Overall, I appreciate the effort the authors made to clarify nearly every technical point requested by reviewers. However, it does not appear to me that the authors made any of the more major suggested changes to their analyses. Instead, they opted to defend the previous presentation of results. If this is OK with the Editor, it’s OK with me. Below I present the critical examples:
1. Instead of showing or demonstrating a sensitivity analysis of their choice for the 50% cumulative discharge threshold, they simply added lines 160–164, which more or less say, “take our word for it”. Even a simple discussion of results from a sensitivity analysis would suffice, but as written, the reader must accept the fact that the 10% and 50% choices were best. What about others who want to replicate the study? Should they use these values because they are shown here? I do not ask to be annoying to the authors and I trust they did their due diligence, but I think that by being more critical/quantitative in their choice here, they are also helping other researchers in their work, as well.

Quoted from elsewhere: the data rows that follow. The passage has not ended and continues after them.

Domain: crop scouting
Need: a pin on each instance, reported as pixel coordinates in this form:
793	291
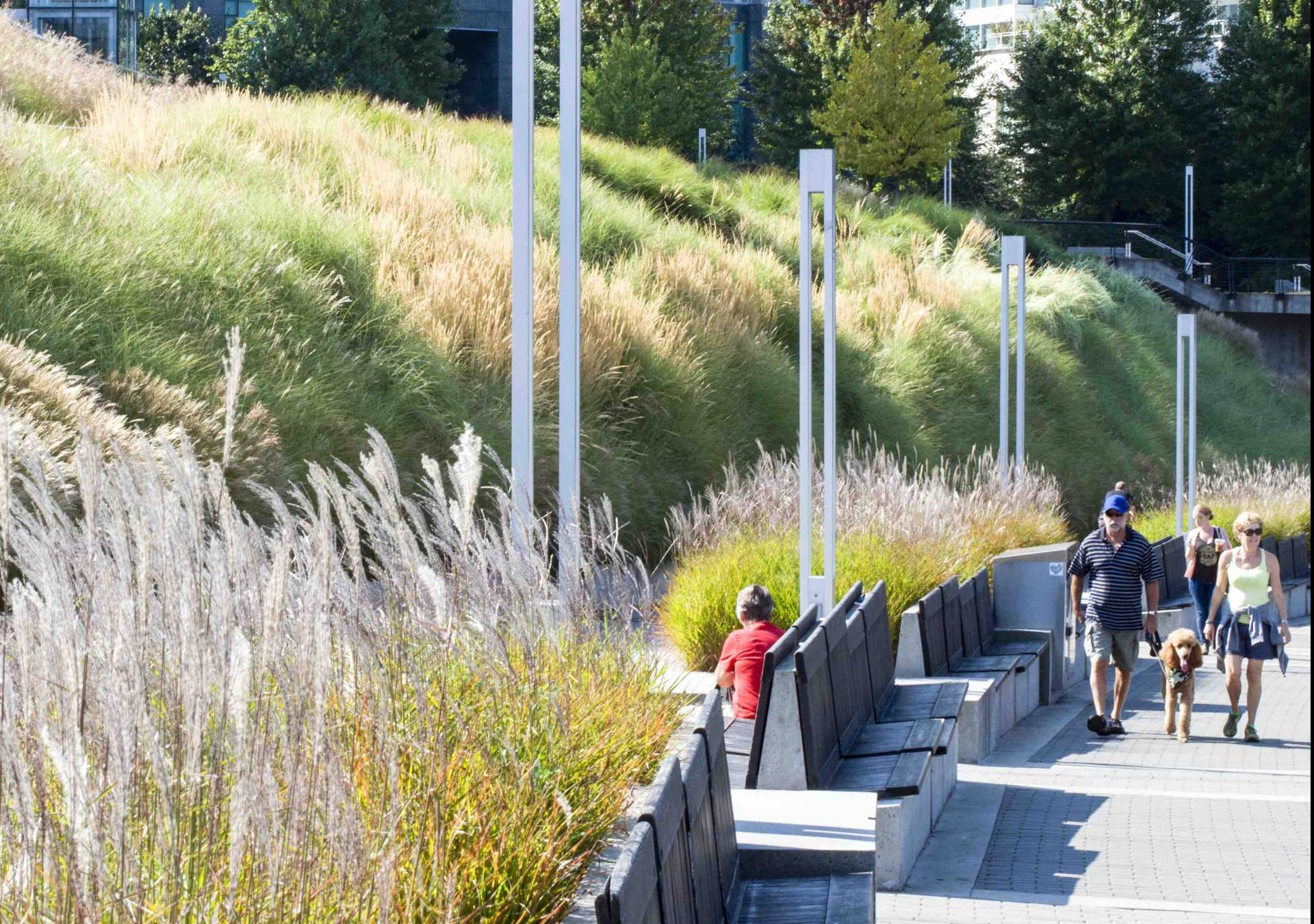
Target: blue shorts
1234	635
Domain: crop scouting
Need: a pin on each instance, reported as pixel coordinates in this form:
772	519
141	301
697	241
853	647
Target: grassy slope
365	251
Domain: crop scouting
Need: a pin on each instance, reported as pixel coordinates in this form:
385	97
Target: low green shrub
910	526
380	709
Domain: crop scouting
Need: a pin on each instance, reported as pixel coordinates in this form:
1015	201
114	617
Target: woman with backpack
1205	543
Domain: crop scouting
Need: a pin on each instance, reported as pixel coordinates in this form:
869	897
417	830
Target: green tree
394	49
1105	107
627	95
175	44
1263	98
891	112
806	47
788	82
690	38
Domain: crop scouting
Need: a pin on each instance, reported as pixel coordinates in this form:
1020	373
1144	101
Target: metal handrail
1229	274
1167	247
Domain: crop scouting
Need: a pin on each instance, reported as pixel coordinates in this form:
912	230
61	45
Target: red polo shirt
744	651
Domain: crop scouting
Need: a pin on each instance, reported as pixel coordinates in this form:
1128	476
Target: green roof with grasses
364	250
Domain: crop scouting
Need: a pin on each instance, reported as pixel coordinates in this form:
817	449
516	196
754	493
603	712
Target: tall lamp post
568	446
522	261
1012	254
1185	481
816	175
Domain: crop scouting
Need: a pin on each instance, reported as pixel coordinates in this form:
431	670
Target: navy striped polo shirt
1116	578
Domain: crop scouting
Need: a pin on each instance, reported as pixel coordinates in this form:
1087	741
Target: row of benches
682	862
832	717
1174	592
952	632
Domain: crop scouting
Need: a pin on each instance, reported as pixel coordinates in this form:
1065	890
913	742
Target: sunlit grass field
365	253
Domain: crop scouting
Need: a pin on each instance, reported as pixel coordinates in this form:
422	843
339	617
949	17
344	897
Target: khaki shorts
1121	648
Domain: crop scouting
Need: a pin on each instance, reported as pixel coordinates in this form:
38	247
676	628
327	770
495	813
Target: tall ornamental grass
1279	493
384	706
911	526
365	250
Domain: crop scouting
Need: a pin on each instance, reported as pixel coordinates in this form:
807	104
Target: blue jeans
1201	593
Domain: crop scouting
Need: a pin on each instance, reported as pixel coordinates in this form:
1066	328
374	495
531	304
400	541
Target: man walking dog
1117	561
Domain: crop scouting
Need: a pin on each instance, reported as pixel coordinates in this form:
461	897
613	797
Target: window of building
234	11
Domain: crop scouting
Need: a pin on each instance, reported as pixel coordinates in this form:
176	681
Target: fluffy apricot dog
1181	656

2. Similarly, I still do not understand the choice and rationale (Lines 185–187) for using the maximum/minimum as the departure baseline: “We use the maximum or minimum values instead of the median or mean because this approach allowed us to better capture the full range of average metabolism estimates in ways that summarizing pre-storm rates to means or medians would exclude”. I apologize if I am being dense, but this is hard to follow. How do maxima or minima better “capture the full range of average [conditions]” (bold and italics mine) better than means or medians? This illustrates to me that the authors did not take into consideration both reviewers’ valid point here, but instead discussed the issue away with one sentence. Would it be so hard to compare the results using mean previous conditions? It looks like it would drastically affect the results, implying strong sensitivity to method (see Figures A5–18).
3. The authors responded to the original suggestion about considering the effects of extremely small changes in magnitude as they relate to measurement uncertainty as follows: “We note that our metrics were indeed detectable relative to metabolism estimates (with low uncertainty, as shown in Fig 3, A4-A18, and supplementary data files). Consequently, we disagree that this approach “raises red flags.” I have to disagree here, especially being familiar with uncertainty measurements in GPP and ER. I have looked at the supplementary files and the uncertainty measurements that the authors apparently used: the standard error of the mean. This value will always be extremely tiny because the authors are dividing the standard deviation of estimates by the square root of 2000 (the number of MCMC runs). A better uncertainty measurement would be the standard deviation, the IQR, or the 95% credible intervals, as are most commonly presented for the output of these Bayesian models. It is not reasonable to use the standard error of the mean in this regard and I find this to be a major issue with the approach. For example, the event on 2013–05–23 has overlapping credible intervals for the maximum GPP value on 2013–05–21 (2.2–4.6) and the event (2.5–4.9) And the event on 2013–06–02 has overlapping credible intervals for the maximum GPP value on 2013–05–31 (1.9–4.8) and the event (2.2–4.1). Most events are like this. Can you really distinguish between these with confidence? This is yet another reason why I think the mean of the previous three days would be better. Not to mention, the mean would better capture ambient equilibrium conditions.
Line 96 : Please specify if NO3 is as N or not.